Under Rule 21 of the Texas Rules of Civil Procedure, a motion and notice of hearing must be served on all other parties "not less than three days before the time specified for the hearing." TEX. R. CIV. P. 21(b). John Moore's motion to consolidate and the notice of hearing on it were served the day before the time specified for the hearing. At the hearing, the Bureau objected that the motion was untimely because it was served the prior afternoon, less than 24 hours before the hearing. Because the motion and notice of hearing were untimely, the court properly sustained the Bureau's motion. See id.

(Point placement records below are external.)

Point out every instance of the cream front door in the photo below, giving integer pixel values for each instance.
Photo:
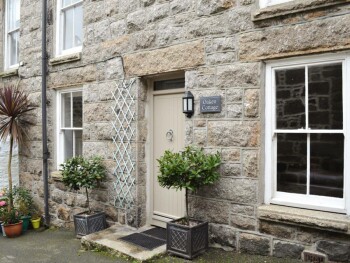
(168, 134)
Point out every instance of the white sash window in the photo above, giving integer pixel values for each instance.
(307, 144)
(70, 125)
(12, 25)
(69, 26)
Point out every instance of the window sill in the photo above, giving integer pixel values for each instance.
(303, 217)
(56, 176)
(65, 59)
(292, 7)
(9, 73)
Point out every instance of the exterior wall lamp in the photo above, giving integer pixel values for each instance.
(188, 104)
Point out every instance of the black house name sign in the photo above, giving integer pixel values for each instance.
(210, 104)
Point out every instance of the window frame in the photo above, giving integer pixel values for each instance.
(60, 30)
(267, 3)
(7, 56)
(59, 128)
(338, 205)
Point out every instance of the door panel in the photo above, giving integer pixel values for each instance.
(167, 118)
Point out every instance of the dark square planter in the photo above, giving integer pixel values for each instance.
(87, 224)
(187, 241)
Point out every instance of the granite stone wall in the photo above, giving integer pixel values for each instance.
(221, 47)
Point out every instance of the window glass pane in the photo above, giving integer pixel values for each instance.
(66, 2)
(169, 84)
(77, 109)
(68, 144)
(66, 110)
(13, 15)
(326, 164)
(78, 25)
(325, 97)
(290, 98)
(13, 48)
(78, 142)
(291, 163)
(68, 28)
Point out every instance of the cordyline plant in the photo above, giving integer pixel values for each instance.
(79, 172)
(14, 105)
(189, 169)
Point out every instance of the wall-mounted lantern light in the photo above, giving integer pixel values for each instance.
(188, 104)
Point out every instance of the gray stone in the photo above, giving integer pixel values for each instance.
(243, 191)
(221, 44)
(238, 75)
(221, 58)
(233, 133)
(234, 95)
(243, 210)
(234, 111)
(251, 103)
(209, 210)
(336, 251)
(223, 235)
(254, 244)
(250, 163)
(164, 60)
(276, 229)
(287, 250)
(231, 155)
(243, 222)
(208, 7)
(231, 169)
(200, 137)
(297, 39)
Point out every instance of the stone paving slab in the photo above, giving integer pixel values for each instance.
(109, 240)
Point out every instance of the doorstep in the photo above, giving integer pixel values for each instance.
(109, 240)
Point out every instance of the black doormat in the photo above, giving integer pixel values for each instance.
(147, 239)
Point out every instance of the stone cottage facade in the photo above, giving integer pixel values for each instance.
(117, 72)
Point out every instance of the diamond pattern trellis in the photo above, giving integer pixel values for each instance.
(124, 126)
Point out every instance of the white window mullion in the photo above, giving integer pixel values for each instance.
(71, 110)
(74, 143)
(308, 157)
(346, 123)
(332, 203)
(73, 31)
(307, 128)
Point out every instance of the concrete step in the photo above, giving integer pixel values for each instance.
(108, 240)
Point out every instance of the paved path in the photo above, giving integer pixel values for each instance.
(61, 246)
(54, 246)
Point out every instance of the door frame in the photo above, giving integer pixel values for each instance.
(149, 145)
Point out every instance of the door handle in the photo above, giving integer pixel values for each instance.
(169, 135)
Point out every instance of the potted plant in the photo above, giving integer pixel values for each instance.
(35, 219)
(12, 224)
(14, 106)
(79, 172)
(23, 202)
(189, 170)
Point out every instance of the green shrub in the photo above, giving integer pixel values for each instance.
(79, 172)
(189, 169)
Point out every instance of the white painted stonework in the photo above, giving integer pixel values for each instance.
(4, 151)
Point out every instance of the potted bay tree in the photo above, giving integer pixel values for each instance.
(189, 169)
(83, 173)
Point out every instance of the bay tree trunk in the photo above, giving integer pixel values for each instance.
(10, 174)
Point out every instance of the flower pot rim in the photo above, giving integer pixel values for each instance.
(87, 215)
(200, 223)
(20, 222)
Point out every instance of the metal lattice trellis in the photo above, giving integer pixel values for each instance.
(125, 133)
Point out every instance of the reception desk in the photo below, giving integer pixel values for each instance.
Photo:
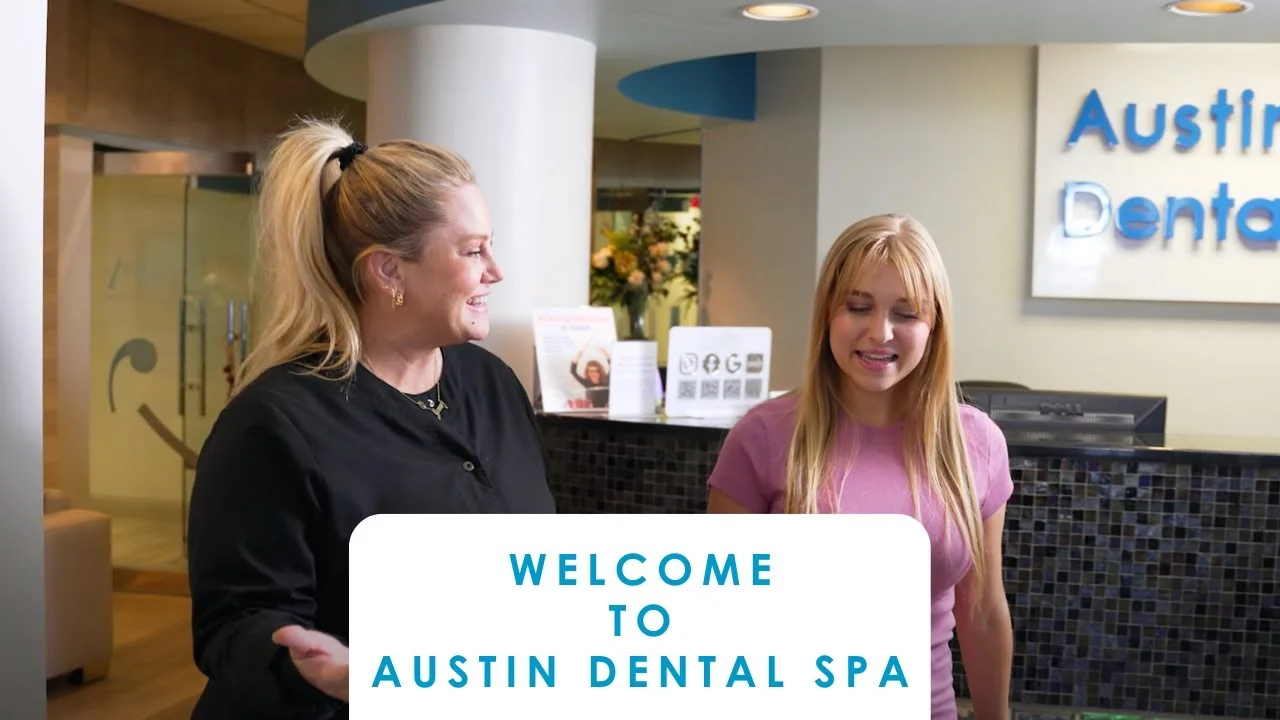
(1142, 578)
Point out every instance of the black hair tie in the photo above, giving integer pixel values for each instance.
(347, 155)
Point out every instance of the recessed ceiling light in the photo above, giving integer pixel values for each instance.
(780, 12)
(1208, 8)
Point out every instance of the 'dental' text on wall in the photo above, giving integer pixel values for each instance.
(1230, 122)
(640, 616)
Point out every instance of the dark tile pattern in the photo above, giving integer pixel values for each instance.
(1134, 587)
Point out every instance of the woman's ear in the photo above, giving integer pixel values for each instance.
(384, 270)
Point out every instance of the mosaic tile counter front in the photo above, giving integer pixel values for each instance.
(1143, 588)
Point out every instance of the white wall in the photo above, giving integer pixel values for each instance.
(760, 212)
(22, 563)
(947, 135)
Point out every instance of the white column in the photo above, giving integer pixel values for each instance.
(519, 105)
(22, 560)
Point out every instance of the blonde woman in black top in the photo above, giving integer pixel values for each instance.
(364, 395)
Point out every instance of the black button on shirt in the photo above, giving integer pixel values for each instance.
(292, 465)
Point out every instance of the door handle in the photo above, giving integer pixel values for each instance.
(182, 355)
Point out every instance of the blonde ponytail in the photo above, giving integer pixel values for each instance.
(314, 226)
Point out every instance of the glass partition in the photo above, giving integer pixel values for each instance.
(172, 255)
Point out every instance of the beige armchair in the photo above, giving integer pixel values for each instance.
(77, 591)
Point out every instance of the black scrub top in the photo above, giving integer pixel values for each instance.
(292, 465)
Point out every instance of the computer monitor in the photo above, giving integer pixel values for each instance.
(1070, 411)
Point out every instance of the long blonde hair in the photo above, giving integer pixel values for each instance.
(932, 434)
(315, 224)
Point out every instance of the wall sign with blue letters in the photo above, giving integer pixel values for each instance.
(1141, 218)
(1152, 185)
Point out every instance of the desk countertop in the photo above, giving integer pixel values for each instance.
(1191, 449)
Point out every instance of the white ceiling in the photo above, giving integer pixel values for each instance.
(634, 35)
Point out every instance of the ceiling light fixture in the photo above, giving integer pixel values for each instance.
(780, 12)
(1208, 8)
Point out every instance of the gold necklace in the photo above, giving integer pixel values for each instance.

In addition, the motion was also untimely relative to the course of litigation. Under Rule 41 of the Texas Rules of Civil Procedure, "suits filed separately may be consolidated" "at any stage of the action, before the time of submission to the jury or to the court if trial is without a jury, on such terms as are just." TEX. R. CIV. P. 41. John Moore sought to consolidate its claims from the parallel case, including antitrust claims, with its claims in the underlying case. However, it did not promptly file its motion. Rather, the motion to consolidate was filed more than a year after this court's judgment issued in the interlocutory appeal, in which we determined that the claims in this case should be dismissed under the TCPA. It was also four months after our mandate issued, following the Supreme Court's denial of John Moore's petition for review. Most significantly, the motion to consolidate was not filed until after the trial court held both the hearing on the motion to dismiss in the parallel case and the trial on attorney's fees in this case. At the time John Moore urged its motion, this court already had ruled on the merits of the underlying case and a jury already had returned a verdict as to attorney's fees. The motion does not explain the reason for this delay in seeking the requested relief. Under our procedural rules, John Moore's motion was simply too late. See id. "If a consolidation was desired, it should have been made before the trial . . . it came too late—after the trial—there being no good reason why it was not urged sooner." Needham Piano & Organ Co. v. Hollingsworth, 40 S.W. 750, 753 (Tex. Civ. App. 1897), aff'd, 91 Tex. 49, 40 S.W. 787 (1897).
We overrule John Moore's second issue.
Conclusion
We affirm the trial court's judgment.
Michael Massengale
Justice Panel consists of Justices Keyes, Bland, and Massengale.